The system would encourage companies to protect against limited threats, such as truck bombs or internal sabotage, and the government would guard against greater threats, such as nuclear terrorism.
"Hopefully, these steps, which will be incentivized and/or mandated, will raise the bar higher and improve our countermeasures against terrorism," said Cilluffo, now head of the Homeland Security Policy Institute at George Washington University. "This is not the panacea. This is not the solution. But it takes us a whole lot closer."
But many homeland security and insurance specialists caution that there are obstacles that must be resolved before an insurance-driven system could work. The challenges include getting insurance companies to provide terrorism insurance and determining which security measures are necessary in each industry.
The first problem arises because very few terrorist attacks have occurred in the United States. So, unlike with hurricanes or car crashes, there is little historic data that can be used to predict the risk of attacks now that the United States is at war with Al Qaeda and other Islamist jihadists.
Charles Benda, the homeland security practice leader for Lexington Insurance, said insurers have started to understand damage from terrorist attacks that use conventional methods such as truck bombs, based on blast radius data from military research. But predicting the frequency of attacks is trickier, he said.
"The way to get accurate data is to have more data points to map it out and analyze it," Benda said. "Fortunately, we don't have too many data points, so that makes it very difficult to price insurance costs in terms of future attacks. You can make some assumptions about target cities, target buildings, and target industries, but that still doesn't address the issue of frequency."
Because a terrorist attack from an unconventional weapon, such as a nuclear bomb, would result in incalculably high damages, specialists say the government probably would have to serve as an "insurer of last resort," backstopping the insurance industry against losses above a certain amount.

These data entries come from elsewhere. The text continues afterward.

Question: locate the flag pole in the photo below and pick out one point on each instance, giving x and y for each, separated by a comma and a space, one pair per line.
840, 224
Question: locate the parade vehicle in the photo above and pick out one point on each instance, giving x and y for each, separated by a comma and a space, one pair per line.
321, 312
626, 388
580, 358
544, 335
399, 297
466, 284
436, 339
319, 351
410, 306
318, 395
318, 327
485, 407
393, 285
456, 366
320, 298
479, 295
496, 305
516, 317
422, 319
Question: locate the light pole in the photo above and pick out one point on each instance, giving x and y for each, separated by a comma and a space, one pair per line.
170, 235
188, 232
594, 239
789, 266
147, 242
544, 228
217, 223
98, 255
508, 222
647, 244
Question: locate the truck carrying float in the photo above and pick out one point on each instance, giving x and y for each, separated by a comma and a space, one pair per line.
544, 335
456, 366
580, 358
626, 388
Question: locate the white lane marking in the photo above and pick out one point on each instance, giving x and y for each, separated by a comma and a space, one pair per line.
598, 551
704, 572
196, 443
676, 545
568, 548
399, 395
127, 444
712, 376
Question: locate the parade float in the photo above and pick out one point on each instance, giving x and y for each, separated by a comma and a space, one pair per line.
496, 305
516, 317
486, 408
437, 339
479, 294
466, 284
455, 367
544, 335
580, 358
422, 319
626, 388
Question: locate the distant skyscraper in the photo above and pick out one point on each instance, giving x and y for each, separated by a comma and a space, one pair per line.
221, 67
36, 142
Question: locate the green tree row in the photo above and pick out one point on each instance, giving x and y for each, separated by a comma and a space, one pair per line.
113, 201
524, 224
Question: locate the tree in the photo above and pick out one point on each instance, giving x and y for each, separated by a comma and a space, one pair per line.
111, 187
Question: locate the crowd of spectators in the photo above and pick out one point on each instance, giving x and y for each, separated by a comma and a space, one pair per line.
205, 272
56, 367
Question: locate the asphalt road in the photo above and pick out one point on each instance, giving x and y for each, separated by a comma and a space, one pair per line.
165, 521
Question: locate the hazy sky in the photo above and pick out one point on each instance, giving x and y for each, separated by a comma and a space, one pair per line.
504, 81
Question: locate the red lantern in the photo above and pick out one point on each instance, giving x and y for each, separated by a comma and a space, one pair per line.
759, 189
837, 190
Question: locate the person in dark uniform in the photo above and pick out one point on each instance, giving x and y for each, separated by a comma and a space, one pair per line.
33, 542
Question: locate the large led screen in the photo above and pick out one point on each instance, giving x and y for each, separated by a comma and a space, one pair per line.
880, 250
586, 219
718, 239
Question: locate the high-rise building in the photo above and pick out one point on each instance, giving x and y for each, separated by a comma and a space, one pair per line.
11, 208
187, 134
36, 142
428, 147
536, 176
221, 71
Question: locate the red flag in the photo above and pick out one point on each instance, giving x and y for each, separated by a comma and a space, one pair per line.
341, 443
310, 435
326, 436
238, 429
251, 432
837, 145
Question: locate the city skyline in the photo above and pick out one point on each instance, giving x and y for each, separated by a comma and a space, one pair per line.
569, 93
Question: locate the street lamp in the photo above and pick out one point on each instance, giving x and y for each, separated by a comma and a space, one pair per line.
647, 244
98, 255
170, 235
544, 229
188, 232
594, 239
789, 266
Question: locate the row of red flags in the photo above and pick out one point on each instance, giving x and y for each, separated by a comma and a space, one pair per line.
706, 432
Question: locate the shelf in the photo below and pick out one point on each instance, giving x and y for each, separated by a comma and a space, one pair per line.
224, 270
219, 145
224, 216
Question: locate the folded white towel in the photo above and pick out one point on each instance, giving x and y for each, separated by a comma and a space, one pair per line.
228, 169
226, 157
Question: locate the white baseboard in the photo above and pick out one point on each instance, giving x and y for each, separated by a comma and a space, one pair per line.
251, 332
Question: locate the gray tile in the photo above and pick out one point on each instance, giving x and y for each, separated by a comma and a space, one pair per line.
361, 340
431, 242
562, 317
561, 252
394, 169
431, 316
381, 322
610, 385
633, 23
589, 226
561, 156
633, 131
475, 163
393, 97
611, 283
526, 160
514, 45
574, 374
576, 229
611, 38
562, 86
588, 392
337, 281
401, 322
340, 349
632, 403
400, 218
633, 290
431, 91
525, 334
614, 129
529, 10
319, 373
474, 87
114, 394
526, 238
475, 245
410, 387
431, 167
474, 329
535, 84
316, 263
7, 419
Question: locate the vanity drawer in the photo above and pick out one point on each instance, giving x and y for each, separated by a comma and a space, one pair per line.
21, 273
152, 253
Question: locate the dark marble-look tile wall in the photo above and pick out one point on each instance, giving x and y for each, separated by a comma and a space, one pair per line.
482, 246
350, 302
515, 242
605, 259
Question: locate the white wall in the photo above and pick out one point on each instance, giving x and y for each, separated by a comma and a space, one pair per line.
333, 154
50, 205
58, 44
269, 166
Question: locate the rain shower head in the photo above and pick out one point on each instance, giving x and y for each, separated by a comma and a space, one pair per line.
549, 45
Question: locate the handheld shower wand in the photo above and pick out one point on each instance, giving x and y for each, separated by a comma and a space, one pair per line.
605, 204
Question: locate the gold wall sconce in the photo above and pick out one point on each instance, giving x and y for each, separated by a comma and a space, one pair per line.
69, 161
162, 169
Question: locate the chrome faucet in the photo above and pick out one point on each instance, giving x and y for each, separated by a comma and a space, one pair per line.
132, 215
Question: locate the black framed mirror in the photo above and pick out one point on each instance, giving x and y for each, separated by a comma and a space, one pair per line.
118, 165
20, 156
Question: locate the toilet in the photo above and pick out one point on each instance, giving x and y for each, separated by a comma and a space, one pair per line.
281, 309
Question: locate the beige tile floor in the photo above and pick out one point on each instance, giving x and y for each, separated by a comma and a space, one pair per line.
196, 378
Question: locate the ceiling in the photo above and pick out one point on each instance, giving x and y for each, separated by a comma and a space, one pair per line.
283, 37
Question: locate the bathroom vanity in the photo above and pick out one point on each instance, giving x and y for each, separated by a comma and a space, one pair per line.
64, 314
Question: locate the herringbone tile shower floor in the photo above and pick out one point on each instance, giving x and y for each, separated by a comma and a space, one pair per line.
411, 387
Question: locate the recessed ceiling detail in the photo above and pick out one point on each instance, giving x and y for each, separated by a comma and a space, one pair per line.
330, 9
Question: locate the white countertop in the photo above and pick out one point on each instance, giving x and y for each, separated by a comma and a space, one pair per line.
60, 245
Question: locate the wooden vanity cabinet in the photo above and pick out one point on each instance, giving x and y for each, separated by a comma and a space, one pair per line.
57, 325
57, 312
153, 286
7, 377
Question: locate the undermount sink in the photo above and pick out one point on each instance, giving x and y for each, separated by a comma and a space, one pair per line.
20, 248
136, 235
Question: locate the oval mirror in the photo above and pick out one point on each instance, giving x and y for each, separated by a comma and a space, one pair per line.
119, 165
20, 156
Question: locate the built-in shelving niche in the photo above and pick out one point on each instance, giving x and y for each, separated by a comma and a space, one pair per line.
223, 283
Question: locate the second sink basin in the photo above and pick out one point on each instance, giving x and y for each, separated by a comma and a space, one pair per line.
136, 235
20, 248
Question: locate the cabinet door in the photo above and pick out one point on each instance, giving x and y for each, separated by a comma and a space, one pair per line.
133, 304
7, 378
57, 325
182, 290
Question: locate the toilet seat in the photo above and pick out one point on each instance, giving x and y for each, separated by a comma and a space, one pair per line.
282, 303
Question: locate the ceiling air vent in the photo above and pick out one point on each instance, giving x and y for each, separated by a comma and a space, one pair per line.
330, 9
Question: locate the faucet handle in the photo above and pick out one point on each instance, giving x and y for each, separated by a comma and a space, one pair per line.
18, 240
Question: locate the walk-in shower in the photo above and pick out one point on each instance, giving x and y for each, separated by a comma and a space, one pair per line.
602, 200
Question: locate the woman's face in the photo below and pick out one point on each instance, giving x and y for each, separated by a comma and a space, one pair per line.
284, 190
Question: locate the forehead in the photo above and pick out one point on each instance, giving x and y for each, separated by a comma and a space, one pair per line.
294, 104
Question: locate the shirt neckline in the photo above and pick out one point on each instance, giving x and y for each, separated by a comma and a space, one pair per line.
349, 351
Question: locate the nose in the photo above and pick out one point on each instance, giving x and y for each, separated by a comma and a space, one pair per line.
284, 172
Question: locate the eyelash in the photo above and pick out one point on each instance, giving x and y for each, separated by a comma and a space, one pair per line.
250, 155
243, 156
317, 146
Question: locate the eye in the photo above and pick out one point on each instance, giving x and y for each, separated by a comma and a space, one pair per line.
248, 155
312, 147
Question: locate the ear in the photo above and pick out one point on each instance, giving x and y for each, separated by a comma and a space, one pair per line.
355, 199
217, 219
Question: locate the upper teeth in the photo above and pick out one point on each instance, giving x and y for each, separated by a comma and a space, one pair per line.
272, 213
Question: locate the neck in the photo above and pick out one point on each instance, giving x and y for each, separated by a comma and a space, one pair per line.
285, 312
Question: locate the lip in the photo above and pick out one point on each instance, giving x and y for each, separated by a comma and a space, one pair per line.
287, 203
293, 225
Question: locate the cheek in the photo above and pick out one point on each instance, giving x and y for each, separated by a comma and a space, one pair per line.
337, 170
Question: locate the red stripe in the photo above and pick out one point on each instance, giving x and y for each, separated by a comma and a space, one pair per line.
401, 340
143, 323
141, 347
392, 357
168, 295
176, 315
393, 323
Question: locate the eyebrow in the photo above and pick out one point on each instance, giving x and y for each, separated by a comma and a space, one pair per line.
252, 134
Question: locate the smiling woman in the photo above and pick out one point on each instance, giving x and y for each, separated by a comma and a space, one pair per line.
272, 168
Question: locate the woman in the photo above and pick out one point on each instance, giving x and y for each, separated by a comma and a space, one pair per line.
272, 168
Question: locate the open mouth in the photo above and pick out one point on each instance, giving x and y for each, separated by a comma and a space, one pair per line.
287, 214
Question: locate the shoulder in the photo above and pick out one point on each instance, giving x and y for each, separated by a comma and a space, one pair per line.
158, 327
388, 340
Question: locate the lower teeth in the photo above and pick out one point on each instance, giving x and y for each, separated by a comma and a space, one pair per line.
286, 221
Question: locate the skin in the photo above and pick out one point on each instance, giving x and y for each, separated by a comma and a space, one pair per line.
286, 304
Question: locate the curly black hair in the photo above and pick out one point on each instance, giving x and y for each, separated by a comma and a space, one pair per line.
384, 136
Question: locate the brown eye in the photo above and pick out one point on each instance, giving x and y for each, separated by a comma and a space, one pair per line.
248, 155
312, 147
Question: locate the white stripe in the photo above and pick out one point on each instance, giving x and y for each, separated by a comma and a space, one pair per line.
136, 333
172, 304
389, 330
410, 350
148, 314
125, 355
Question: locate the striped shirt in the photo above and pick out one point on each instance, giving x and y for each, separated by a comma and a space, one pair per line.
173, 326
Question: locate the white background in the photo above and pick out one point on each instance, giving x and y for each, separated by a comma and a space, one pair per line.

Still, insurers probably would lobby against legislation that forced them to reduce premiums for companies that follow someone else's guidelines. Each insurer probably would want to preserve the freedom to make pricing decisions, which could jeopardize the uniform standards coveted by security analysts.
"Until you can show that this certified list of things actually does have an impact and does prevent losses, insurers should not be told to provide a discount," said Julie Rochman, senior vice president for the American Insurance Association, a trade group. "Otherwise, you're artificially suppressing the price of coverage, and you've done nothing to prevent the losses."
Richard Thomas, the chief domestic underwriter for AIG, said he "would not recommend any government regulation in this area," adding that his company was closely monitoring efforts to establish uniform standards.
"We're not going to cede our underwriting judgments to the Department of Homeland Security," Thomas said.
But Cilluffo said insurance companies could work together with security specialists in various industries to develop appropriate precautions they agreed with.
He also warned that if the private sector does not establish a "standard of care" on its own, trial lawyers suing businesses after a future terrorist attack would fill that vacuum.
That notion was also sounded by the Sept. 11 Commission. Its final report recommended that the insurance industry use a preparedness standard in evaluating businesses, which would be exposed to lawsuits if they did not comply with the standard.
"Private sector preparedness is not a luxury; it is a cost of doing business in the post-9/11 world," the commission wrote. "It is ignored at a tremendous potential cost in lives, money, and national security."